First, correlations between levels of the three indicators for all country-years (some 4500 observations):
qog_bci | wgi_cc | vdem_corr | |
---|---|---|---|
qog_bci | 1.000 | 0.91 | 0.816 |
wgi_cc | 0.910 | 1.00 | 0.900 |
vdem_corr | 0.816 | 0.90 | 1.000 |
Next, pairwise correlations between country means for 173 countries:
qog_bci_mean | wgi_cc_mean | vdem_corr_mean | |
---|---|---|---|
qog_bci_mean | 1.000 | 0.925 | 0.833 |
wgi_cc_mean | 0.925 | 1.000 | 0.921 |
vdem_corr_mean | 0.833 | 0.921 | 1.000 |
Now, pairwise correlations between within-country deviations from the means:
qog_bci_diff | wgi_cc_diff | vdem_corr_diff | |
---|---|---|---|
qog_bci_diff | 1.000 | 0.341 | 0.088 |
wgi_cc_diff | 0.341 | 1.000 | 0.303 |
vdem_corr_diff | 0.088 | 0.303 | 1.000 |
These last correlarions are very weak. As shown in the scatterplot, there is little consistency between the de-meaned V-Dem Political Corruption Index and the Bayesian Corruption Indicator.

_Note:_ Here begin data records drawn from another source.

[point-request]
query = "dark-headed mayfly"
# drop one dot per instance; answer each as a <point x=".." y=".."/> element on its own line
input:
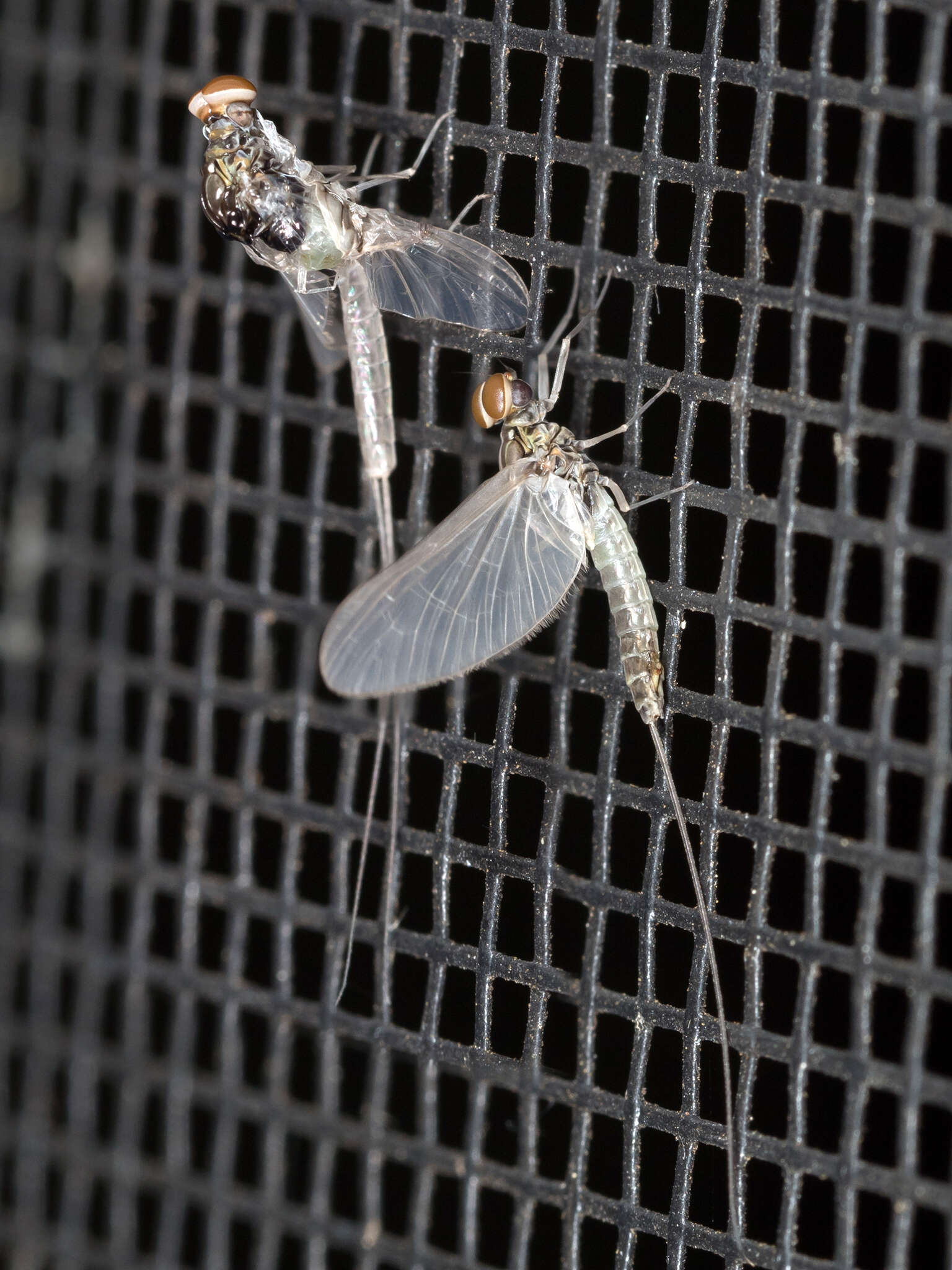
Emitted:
<point x="499" y="568"/>
<point x="306" y="223"/>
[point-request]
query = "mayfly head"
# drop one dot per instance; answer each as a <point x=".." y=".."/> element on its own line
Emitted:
<point x="498" y="398"/>
<point x="225" y="94"/>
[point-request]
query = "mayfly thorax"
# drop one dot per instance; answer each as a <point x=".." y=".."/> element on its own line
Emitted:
<point x="345" y="262"/>
<point x="499" y="568"/>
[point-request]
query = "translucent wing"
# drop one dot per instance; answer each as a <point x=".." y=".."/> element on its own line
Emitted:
<point x="324" y="329"/>
<point x="427" y="272"/>
<point x="479" y="585"/>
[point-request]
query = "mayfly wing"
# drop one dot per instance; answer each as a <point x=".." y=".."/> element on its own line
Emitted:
<point x="421" y="271"/>
<point x="479" y="585"/>
<point x="324" y="328"/>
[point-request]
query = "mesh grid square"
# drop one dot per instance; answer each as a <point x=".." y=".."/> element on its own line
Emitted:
<point x="180" y="799"/>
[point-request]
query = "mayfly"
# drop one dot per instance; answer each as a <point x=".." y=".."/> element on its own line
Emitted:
<point x="307" y="223"/>
<point x="499" y="568"/>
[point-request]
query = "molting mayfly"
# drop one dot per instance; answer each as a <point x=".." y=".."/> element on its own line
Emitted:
<point x="307" y="224"/>
<point x="499" y="568"/>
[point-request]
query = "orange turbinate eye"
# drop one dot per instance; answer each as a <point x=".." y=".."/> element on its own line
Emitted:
<point x="219" y="94"/>
<point x="493" y="399"/>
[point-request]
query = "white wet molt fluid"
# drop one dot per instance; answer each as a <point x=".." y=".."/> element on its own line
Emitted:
<point x="345" y="262"/>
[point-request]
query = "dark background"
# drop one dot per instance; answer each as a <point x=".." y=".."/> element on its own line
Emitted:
<point x="180" y="798"/>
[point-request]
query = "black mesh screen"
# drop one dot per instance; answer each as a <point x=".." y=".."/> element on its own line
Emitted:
<point x="180" y="799"/>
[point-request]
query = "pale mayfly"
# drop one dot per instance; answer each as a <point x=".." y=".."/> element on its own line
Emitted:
<point x="306" y="223"/>
<point x="499" y="568"/>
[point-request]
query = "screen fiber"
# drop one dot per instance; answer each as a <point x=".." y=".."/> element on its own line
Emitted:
<point x="770" y="187"/>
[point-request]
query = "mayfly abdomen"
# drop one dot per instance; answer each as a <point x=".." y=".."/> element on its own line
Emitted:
<point x="369" y="371"/>
<point x="630" y="602"/>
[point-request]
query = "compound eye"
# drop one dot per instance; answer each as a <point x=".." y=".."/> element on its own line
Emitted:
<point x="493" y="399"/>
<point x="220" y="93"/>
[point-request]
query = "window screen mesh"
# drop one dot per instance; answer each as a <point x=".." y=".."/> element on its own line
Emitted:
<point x="180" y="799"/>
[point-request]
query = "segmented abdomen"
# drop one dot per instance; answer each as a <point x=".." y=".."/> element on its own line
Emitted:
<point x="369" y="371"/>
<point x="630" y="602"/>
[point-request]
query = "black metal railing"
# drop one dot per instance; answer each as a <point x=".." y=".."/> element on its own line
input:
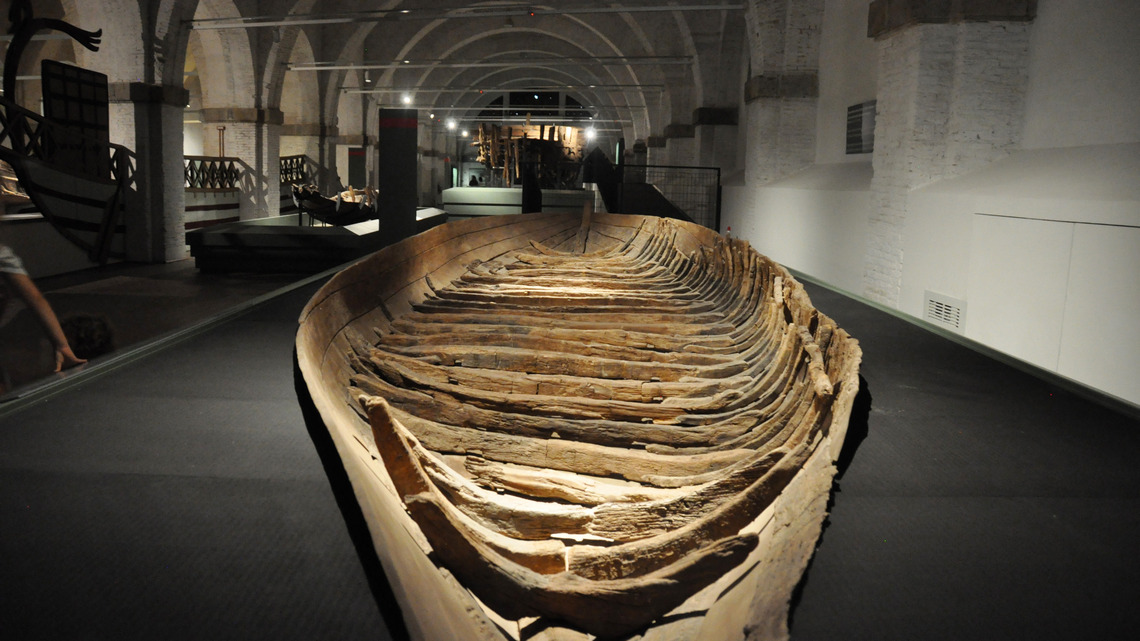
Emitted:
<point x="210" y="172"/>
<point x="695" y="191"/>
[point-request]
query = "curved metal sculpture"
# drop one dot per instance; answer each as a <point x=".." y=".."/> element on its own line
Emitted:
<point x="78" y="183"/>
<point x="24" y="26"/>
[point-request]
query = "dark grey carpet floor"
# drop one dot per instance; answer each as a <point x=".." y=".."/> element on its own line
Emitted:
<point x="181" y="497"/>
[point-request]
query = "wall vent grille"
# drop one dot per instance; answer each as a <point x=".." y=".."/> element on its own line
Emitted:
<point x="945" y="311"/>
<point x="861" y="128"/>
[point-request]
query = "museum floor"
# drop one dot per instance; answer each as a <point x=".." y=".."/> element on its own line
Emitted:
<point x="173" y="492"/>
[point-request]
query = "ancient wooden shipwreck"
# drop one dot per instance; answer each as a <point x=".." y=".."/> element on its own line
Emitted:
<point x="563" y="427"/>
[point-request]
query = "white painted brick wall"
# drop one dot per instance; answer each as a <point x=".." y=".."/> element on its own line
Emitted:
<point x="951" y="100"/>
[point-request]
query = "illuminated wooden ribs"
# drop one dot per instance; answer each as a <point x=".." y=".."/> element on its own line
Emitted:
<point x="594" y="437"/>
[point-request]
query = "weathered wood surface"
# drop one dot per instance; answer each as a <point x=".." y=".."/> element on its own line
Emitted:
<point x="595" y="438"/>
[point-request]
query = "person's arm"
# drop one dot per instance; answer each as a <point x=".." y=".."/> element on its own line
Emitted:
<point x="23" y="286"/>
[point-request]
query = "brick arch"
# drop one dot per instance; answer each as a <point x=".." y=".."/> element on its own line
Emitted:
<point x="225" y="59"/>
<point x="300" y="94"/>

Looking at continents separately, correlations between the Bayesian Corruption Indicator and the V-Dem Corruption Index are negligible in Africa, the Americas, and Europe, and small in Asia and Oceania. In Europe, the correlation is actually negative.
## `summarise()` ungrouping output (override with `.groups` argument)
Continent | N country-years | N countries | QOG - V-Dem | WOG - WGI | V-Dem - WGI |
---|---|---|---|---|---|
Africa | 1370 | 54 | 0.037 | 0.300 | 0.293 |
Americas | 750 | 27 | 0.034 | 0.232 | 0.220 |
Asia | 1220 | 47 | 0.214 | 0.372 | 0.433 |
Europe | 991 | 39 | -0.023 | 0.480 | 0.135 |
Oceania | 150 | 6 | 0.234 | -0.053 | -0.053 |
Trends in corruption indicators in Europe, 1990-2019
How does this weak correlation look like when looking at corruption trajectories? As shown below, the V-Dem index has little to do with the remaining two indicators. The V-Dem index is much more volatile, but only in countries where it changes at all. In most Western European countries the V-Dem index barely moves, while the QOG and WGI indicator constantly change, even if only a little.
There are also situations where the indicators move in opposite directions. In Macedonia, for example, in the late 2000s, the V-Dem index improved, while the other two dropped. In the recent years in Italy, the V-Dem index declined and the other two increased.
All in all, it looks like the choice of the corruption indicator can have huge consequences for results of longitudinal analyses (but probably not of cross-national models) which is of course disturbing.